Exactamente como no texto de Frederico Lourenço, não se dão referências nenhumas. A afirmação simples de Frederico Lourenço merecia, no mínimo, uma indicação do estudo ou dos estudos aonde ele teria ido buscar uma tão interessante informação; e o mesmo a afirmação da Wikipedia, porque há com certeza muita gente que, como eu, não faz ideia de que investimento industrial francês tão grande foi esse que, caso único na história dos investimentos industriais num país estrangeiro, interferiu com o sistema fonético do país onde foi feito… 

Já o terceiro texto que vos quero aqui apresentar é mais bem fundado. Ou, pelo menos, parece... Álvaro Iriarte Sanromán publicou no site da Associaçom Galega da Língua, a 16 de Maio de 2007, um artigo, “«Erres» e Política da Língua”, em que afirma:
«Concordo com o Frederico Lourenço na primeira parte da sua afirmação sobre a origem francesa da articulação do “r” velar ou uvular. Tenho algumas dúvidas quanto à segunda (o “r” brasileiro das telenovelas a conquistar a classe proletária).

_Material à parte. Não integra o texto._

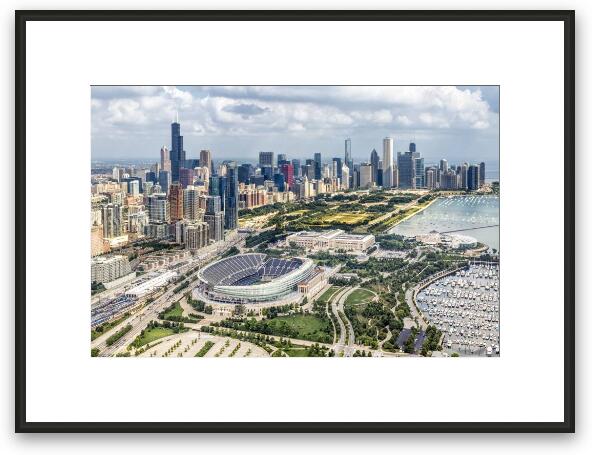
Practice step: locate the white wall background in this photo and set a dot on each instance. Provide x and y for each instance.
(460, 444)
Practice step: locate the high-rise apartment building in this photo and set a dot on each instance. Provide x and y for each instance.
(191, 208)
(366, 179)
(186, 177)
(297, 168)
(430, 178)
(374, 160)
(463, 171)
(338, 167)
(176, 202)
(318, 164)
(419, 173)
(345, 177)
(388, 145)
(177, 155)
(473, 177)
(406, 165)
(164, 180)
(112, 220)
(165, 159)
(481, 173)
(348, 158)
(158, 208)
(266, 159)
(196, 235)
(288, 171)
(205, 159)
(232, 197)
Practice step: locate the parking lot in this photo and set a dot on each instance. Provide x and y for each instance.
(465, 307)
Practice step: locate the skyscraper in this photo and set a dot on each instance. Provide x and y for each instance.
(430, 178)
(473, 177)
(279, 181)
(387, 162)
(158, 208)
(374, 160)
(164, 180)
(191, 209)
(265, 159)
(318, 163)
(406, 165)
(348, 159)
(205, 159)
(419, 172)
(297, 168)
(232, 197)
(288, 171)
(112, 220)
(177, 152)
(481, 173)
(165, 159)
(464, 176)
(185, 177)
(338, 166)
(345, 177)
(215, 218)
(366, 175)
(176, 202)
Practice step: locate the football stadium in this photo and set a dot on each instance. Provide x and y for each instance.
(253, 278)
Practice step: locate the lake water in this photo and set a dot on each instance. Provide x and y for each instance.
(475, 216)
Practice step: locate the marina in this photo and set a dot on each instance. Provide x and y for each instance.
(476, 216)
(465, 307)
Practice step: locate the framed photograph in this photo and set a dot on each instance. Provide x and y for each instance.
(300, 221)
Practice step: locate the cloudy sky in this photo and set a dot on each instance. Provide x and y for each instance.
(458, 123)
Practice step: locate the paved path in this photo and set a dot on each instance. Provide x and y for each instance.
(389, 335)
(351, 338)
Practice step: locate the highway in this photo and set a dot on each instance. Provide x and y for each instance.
(149, 313)
(343, 345)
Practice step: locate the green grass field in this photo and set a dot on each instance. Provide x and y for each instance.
(307, 326)
(359, 297)
(328, 294)
(300, 352)
(205, 348)
(104, 328)
(176, 310)
(153, 334)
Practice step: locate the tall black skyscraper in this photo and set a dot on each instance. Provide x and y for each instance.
(231, 196)
(177, 152)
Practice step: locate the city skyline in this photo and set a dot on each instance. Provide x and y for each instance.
(236, 123)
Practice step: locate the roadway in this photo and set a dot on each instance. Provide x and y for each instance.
(149, 312)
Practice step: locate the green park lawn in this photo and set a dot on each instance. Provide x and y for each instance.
(154, 334)
(307, 326)
(105, 327)
(359, 297)
(328, 294)
(175, 311)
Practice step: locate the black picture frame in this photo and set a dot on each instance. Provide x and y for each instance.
(568, 423)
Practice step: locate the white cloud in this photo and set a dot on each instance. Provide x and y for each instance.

Com efeito, o “r” francês vem dos tempos da Restauração. Há, após a dominação filipina, um investimento claro (uma autêntica política linguística, que hoje temos muito que invejar) por parte das novas autoridades na substituição do castelhano pelo francês como língua de cultura. Um combate contra o gosto literário castelhano ainda vigente ou, mais ainda, contra a situação de bilinguismo que existia a nível das elites culturais e literárias: “…logo após a Restauração de 1640, em 1641, D. João IV enviou uma missão diplomática à França com fins não só políticos e económicos, mas também culturais, embora nenhum dos membros dessa comissão conhecesse a língua francesa. Por outro lado, nos últimos anos do século XVII já começa a formar-se uma elite europeizante que se volta sobretudo para a França graças às “Conferências discretas e eruditas” (1696) realizadas em casa do 4º Conde de Ericeira, com a participação de um padre teatino francês, D. Rafael Bluteau…” (Machado, 1984: 25). Este é, talvez, um dos principais motivos do apoio de D. João V ao Vocabulário Portuguez, e Latino de Rafael Bluteau, que “representa um marco essencial no processo de aproximação da língua portuguesa ao francês, que conquistou o espaço privilegiado outrora ocupado pelo castelhano” (Silvestre, 2004: 451).

A opção ortográfica etimologizante feita para o português nessa altura não é apenas mais uma influência francesa, mas também produto do afastamento consciente das opções feitas pelo castelhano (vd. Vazquez Corredoira, 1998).»
O que tenho eu a dizer sobre isto tudo? Bom, a tese de que o r gutural tenha entrado por influência do francês nos falares da classe alta é muito estranha (para não usar palavras como abstrusa ou estapafúrdia…), e nunca vi nenhum texto de nenhum teórico consagrado da história da língua em que isso seja defendido. O contrário, sim. Por exemplo, num artigo de Timo Riiho, “Portugiesisch: Interne Sprachgeschichte und Entwicklungstendenzen, Evolução linguística interna”, publicado em Lexikon der Romanistischen Linguistik, Band VI, 2. Tübingen: Max Niemeyer Verlag, 1994, pode ler-se (sublinho eu):
«Uma das últimas transformações que está a produzir-se no sistema consonântico português consiste na uvularização, a partir da região de Lisboa, da pronúncia do r geminado (p. ex. rato, razão, carro, terra; às vezes, a dorso uvular R chega a uma dorso velar surda x); esta evolução portuguesa autóctone, já observada no século passado (Gonçalves Viana 1883; 1941) provavelmente terá uma extensão maior por causa da norma lisboeta.»
Notem, aliás, que se contam muitas vezes histórias deste tipo sobre a “origem” de certos fenómenos linguísticos, e muitas delas têm uma fortuna enorme. O mito da origem francesa do r gutural é muito parecido com aquele de que eu já aqui falei uma vez, que diz que a pronúncia da fricativa dental espanhola “sopinha de massa” que se grafa com z (ou c antes de e e i) tem origem num defeito da fala de um rei… São histórias. Pura e simplesmente, não é assim que os sistemas de sons das línguas evoluem. Não se importam, de repente, sons de outra língua. Os sistemas fonéticos das línguas evoluem a partir de mutações que ocorrem no interior do sistema. O que não significa de modo nenhum que a fonética de uma língua não possa ser influenciada por sons de uma língua estrangeira: são bem conhecidos os conceitos de influência de substrato e influência de superstrato. Mas isso não tem nada a ver com a estranha ideia defendida por Frederico Lourenço...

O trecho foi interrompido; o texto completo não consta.